For the purpose of Section 21 of the Financial Services and Markets Act 2000 of the United Kingdom (the "FSMA"), any potential invitation or inducement to engage in any investment activity included within this document (which Zentiva believes there is none) is directed only at (i) persons who are investment professionals within the meaning of Article 19(5) of the Financial Services and Markets Act 2000 (Financial Promotion) Order 2005 (as amended) of the United Kingdom (the "Financial Promotion Order"); (ii) persons who fall within Articles 49(2)(a) to (d) ("high net worth companies, unincorporated associations etc.") of the Financial Promotion Order; and (iii) any other persons to whom this document for the purposes of Section 21 of FSMA can otherwise lawfully be made (all such persons together being referred to as "relevant persons"), and must not be acted on or relied upon by persons other than relevant persons. Any potential invitation or inducement to engage in any investment activity included within this document (which Zentiva believes there is none) is available only to relevant persons and will be engaged in only with relevant persons.
This document is published in both English and Czech version, however, only its English version should be considered the official one. Its Czech version is published solely for information purposes, and no representation is made and no warranty is given as to the accuracy of the Czech translation. Should there be any difference between the English and Czech version of this document, the English version shall always prevail.
Zentiva N.V. is an international pharmaceutical company focused on developing, manufacturing and marketing modern generic pharmaceutical products. The Company has leading positions in the pharmaceutical markets in the Czech Republic, Slovakia, Romania, and Turkey and is growing rapidly in Poland, Russia, Bulgaria, Hungary, the Ukraine and the Baltic States. Zentiva's strategy is to further this growth by increasing patient access to modern medicines through primary care providers within the EU and Eastern Europe. This growth will be based on further organic development of Zentiva's existing business and through selective acquisitions, whilst maintaining profitable growth.
The Company addresses a wide range of therapeutic areas but has a particular focus on cardiovascular disorders, inflammatory conditions, pain, infections and diseases of the central nervous system and the gastrointestinal and urology fields.
The Zentiva Group employs over 6,000 people and has production sites in the Czech Republic, Slovakia, Romania, and Turkey.

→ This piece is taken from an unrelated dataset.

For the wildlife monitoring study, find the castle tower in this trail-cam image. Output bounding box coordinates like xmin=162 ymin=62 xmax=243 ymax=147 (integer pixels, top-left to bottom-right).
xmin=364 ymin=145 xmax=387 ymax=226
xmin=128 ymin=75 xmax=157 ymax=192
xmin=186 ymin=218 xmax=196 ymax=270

Zentiva is listed on the Prague and London Stock Exchanges. Based on official notifications by shareholders to the Dutch regulator, the Company's largest shareholders are Sanofi-Aventis (24.9%), PPF Group and Generali PPF Holding B.V. acting in concert (19.2%) and Fervent Holdings Limited (7.6%). Zentiva's management holds 5.9% of the Company shares. Other institutional and private investors hold a combined 42.4% of Company shares.